30 Jan Featured Artist | Wes Bullock | Tell Me What You See
Passionate songwriters know struggle. As with any field, it takes years of dedication and hard work to become a pro. Chemist and artist, Wes Bullock, exemplifies this attitude of success. What’s his secret sauce? Invest in yourself.
“If I don’t sleep in too late, I work on my piano playing in the morning before work and usually it’s the last thing I do before I go to bed.”
Tell us the story that led to you writing the song “Tell Me What You See.”
I was playing some chord progressions on my guitar and the words “close your eyes and tell me what you see inside” came to me. I began building this song from there. I decided to write a song about a man who knows he’s not perfect, but he does know he loves his woman and what her presence in his life means to him. He’s saying “thank you” for what she means to him but he’s also looking for some feedback – does she feel the same way? The song is essentially about gratitude and reconfirming his commitment to her.
Did you get formal music education before?
I have never had any formal music education (other than playing the tuba in high school band). Besides that, I have self-studied a little bit of music theory over the years and play a little guitar and even less piano. Lately, I’ve begun to dig into music theory again using resources at a site called hooktheory.com (which is a great teaching site) and work on piano skills. Up to now, my musicality has been pretty simple (I, iii, IV, V, vi kind of stuff) but I’m working on some things that have a little more texture and depth, aided by what I’m learning on hooktheory.com.
Do you have any kind of creative patterns, routines or rituals?
My approach to songwriting is that I play around with guitar or piano until I find something catchy that begins to tell a story and then I try to build something from there. I have a few such ideas most of the time that I’m playing with and I just keep trying to fill in around those “hooks” and figure out what story I want to tell. When one of them begins to grow and take shape, I focus on it. I start doing two things in parallel: building and defining the story/lyrics, and fleshing out the melody and chords. I guess I’d say that for me, my process is all about building to and supporting that central idea or hook. I don’t really have any creative rituals or patterns except to find whatever time I can to write and learn. What that usually looks like: If I don’t sleep in too late, I work on my piano playing in the morning before work and usually it’s the last thing I do before I go to bed. During my drive to and from work (30 minutes each way), I like to have some version of what I’m currently working on to sing along with and I sing it over and over, trying to find the right flavor and tweaking the words, chords, melody. At lunch, I drive to a nearby park and eat my lunch in my truck. I have an ipad I play on using garageband or I take my lyric sheet and just sing along with whatever recording I have so far and try to improve the song. Every so often, I go onto hooktheory.com and if there is song I particularly like, I see if they have the tabs built and I try to play the chords and melody on the piano to “see how they did that thing I heard.” I haven’t written many songs but I’m learning not to settle when it comes to what I’m creating. I’ve done three songs with Demo My Song and I feel like I’ve been a little more objectively critical of what I’ve created each time. The next song I do will be another step up, hopefully. I’m going to try to be proud of every smallest part of each song – not just satisfied. My goal is to write great songs and that’s going to take a lot more attention to all of the fine details than I have invested so far.

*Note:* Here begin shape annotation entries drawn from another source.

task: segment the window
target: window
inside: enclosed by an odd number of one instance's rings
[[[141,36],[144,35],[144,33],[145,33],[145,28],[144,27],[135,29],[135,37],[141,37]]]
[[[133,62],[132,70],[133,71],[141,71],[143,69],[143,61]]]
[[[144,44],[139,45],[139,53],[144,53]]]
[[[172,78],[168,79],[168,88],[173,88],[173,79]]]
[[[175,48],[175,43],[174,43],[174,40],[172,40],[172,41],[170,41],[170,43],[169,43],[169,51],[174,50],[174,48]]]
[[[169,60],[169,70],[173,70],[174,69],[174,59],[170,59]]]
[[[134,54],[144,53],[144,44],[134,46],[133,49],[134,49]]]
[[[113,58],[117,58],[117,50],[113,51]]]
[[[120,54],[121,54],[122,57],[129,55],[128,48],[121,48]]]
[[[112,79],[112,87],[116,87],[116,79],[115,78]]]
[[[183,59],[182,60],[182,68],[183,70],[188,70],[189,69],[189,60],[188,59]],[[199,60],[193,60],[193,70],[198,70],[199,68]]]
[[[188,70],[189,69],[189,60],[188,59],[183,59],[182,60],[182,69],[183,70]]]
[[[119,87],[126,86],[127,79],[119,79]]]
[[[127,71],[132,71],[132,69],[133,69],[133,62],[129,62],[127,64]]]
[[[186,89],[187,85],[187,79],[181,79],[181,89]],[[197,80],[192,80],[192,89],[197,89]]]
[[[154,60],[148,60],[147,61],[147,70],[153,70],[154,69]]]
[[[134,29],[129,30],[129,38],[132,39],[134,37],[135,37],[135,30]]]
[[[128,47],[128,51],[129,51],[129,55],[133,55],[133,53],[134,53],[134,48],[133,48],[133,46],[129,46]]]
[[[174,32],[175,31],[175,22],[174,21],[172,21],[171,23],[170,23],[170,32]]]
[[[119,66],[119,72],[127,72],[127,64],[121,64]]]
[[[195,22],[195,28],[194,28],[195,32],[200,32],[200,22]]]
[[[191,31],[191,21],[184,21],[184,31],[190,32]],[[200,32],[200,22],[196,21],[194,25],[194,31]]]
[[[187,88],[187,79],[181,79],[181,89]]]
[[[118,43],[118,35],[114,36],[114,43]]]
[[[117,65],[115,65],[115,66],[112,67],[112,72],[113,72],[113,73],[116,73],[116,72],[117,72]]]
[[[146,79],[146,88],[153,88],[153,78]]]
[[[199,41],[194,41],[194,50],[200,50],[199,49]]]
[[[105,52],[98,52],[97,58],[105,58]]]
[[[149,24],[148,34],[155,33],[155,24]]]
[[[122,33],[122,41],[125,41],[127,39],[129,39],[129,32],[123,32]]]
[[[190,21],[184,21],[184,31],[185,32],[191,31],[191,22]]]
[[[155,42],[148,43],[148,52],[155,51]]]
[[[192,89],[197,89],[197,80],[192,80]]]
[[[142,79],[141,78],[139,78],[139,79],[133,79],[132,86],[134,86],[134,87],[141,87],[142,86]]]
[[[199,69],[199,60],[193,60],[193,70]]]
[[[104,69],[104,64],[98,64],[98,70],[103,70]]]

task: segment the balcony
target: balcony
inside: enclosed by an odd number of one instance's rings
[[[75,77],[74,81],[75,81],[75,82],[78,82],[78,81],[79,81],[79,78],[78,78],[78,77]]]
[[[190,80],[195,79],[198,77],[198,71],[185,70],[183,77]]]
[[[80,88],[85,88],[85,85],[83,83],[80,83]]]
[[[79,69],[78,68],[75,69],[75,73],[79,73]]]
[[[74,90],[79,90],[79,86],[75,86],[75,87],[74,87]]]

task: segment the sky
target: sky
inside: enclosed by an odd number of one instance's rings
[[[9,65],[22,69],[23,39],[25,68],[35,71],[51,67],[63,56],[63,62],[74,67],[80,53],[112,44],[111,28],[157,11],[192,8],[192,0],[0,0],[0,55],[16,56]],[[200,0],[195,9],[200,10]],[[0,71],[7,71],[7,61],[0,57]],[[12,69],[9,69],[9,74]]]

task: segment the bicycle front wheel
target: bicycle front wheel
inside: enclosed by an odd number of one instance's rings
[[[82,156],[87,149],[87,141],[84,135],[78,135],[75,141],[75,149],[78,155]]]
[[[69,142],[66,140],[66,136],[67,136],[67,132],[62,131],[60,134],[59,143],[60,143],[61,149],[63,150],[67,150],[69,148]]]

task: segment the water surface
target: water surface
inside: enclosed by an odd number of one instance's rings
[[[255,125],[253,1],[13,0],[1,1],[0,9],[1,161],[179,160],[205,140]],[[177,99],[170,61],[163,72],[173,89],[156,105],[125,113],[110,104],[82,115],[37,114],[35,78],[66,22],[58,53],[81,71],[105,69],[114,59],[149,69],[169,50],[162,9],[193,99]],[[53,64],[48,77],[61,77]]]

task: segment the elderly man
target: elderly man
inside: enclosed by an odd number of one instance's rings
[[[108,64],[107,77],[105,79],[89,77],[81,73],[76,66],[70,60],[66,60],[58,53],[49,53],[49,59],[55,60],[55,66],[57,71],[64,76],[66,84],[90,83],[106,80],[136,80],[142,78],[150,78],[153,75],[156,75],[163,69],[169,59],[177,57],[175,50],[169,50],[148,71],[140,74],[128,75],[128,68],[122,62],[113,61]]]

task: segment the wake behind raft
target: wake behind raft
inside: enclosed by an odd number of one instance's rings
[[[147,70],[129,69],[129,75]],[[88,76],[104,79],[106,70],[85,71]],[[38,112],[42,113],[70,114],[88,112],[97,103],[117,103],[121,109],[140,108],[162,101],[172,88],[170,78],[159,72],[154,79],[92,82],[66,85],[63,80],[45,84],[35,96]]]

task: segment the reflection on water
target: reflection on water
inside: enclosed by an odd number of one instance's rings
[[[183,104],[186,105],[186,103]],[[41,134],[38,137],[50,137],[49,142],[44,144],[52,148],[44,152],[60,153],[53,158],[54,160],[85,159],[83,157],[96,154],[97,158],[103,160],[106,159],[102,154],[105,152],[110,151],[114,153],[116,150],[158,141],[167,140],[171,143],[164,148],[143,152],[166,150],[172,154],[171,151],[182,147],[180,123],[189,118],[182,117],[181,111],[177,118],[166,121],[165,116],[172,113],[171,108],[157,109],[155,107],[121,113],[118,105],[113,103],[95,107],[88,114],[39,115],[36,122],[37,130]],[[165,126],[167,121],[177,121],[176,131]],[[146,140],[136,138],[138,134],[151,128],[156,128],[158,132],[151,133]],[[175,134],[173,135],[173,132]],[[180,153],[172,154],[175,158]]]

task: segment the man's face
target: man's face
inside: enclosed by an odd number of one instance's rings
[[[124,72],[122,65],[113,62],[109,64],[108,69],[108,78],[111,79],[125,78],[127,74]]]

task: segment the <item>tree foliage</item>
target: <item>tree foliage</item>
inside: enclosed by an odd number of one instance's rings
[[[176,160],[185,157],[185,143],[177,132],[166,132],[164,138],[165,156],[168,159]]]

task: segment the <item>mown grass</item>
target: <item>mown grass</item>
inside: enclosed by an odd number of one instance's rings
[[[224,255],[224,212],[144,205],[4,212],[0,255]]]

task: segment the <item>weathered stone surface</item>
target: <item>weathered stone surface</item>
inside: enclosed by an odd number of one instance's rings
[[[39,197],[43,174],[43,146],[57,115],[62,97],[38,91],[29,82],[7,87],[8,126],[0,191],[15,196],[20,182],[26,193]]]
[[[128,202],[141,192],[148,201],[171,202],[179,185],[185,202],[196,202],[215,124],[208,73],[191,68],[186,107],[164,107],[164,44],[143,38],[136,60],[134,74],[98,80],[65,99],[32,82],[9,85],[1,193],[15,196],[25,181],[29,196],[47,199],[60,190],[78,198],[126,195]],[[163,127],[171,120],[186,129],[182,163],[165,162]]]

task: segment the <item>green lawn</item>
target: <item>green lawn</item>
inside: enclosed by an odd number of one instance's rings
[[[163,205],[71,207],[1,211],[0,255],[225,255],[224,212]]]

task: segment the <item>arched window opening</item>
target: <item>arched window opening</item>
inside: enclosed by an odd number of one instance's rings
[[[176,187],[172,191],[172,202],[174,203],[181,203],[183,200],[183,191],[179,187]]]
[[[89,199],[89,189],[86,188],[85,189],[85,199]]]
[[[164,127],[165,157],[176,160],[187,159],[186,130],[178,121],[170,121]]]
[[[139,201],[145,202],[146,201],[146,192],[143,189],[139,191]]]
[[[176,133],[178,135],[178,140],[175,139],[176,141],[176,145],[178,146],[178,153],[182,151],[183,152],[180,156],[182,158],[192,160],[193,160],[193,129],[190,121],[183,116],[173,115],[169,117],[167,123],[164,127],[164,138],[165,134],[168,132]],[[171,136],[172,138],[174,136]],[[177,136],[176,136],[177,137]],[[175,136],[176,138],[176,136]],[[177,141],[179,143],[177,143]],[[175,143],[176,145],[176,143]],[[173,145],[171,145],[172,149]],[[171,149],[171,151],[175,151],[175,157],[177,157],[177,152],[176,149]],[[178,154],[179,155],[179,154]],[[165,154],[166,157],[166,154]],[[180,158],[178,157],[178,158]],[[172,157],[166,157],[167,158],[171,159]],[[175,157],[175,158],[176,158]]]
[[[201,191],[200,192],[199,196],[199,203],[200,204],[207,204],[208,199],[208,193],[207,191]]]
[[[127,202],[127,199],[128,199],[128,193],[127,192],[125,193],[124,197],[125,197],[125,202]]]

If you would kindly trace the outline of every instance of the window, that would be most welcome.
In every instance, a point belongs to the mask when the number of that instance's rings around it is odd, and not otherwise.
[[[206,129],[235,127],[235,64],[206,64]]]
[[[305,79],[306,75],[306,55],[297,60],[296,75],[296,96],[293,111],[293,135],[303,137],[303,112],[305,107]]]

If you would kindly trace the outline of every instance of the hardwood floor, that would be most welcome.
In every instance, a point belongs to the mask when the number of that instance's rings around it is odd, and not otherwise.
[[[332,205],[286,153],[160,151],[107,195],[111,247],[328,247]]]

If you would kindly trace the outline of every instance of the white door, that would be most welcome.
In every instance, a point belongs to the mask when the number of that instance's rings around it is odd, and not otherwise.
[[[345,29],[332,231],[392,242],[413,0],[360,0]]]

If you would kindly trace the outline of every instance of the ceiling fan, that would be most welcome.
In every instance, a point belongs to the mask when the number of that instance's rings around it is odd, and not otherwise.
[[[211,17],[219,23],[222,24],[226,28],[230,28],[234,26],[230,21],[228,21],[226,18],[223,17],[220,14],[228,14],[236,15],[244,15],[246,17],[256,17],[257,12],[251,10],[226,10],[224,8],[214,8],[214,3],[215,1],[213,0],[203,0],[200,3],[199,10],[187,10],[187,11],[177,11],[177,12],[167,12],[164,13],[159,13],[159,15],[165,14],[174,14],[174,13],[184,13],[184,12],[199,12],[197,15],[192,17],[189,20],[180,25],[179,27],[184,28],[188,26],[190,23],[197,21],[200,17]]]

What are your plans & hopes for the future with regards to your music?
Writing music has become an obsession with me these days – something I never expected to be obsessed with – but there it is. There is nothing I enjoy more than the process of putting words, chords and melodies together to tell a story. I hope to keep making songs until no more come to me. I hope that some of the songs I eventually write will be strong enough that artists will want to record or play them and they will be heard by more than just a few people but even if that never happens, I’ll probably keep trying because I enjoy it so much. I want my songs to be uplifting and positive in some way or tell a story that someone will relate to. I want my songs to get more musically textured. I want to learn to put those subtler sounds together that I can kind of hear in my mind when I’m writing a song but which mostly remain just out of my ability to find at this point. I want to improve my “sound engineering” skills and MIDI/piano skills so I can write/record multi-part pieces at home before demo’ing with pro’s. I also recently found that there is a chapter of NSAI within an hour of me so I’m going to join that and get involved in a local songwriting community – possibly do some collaborative work.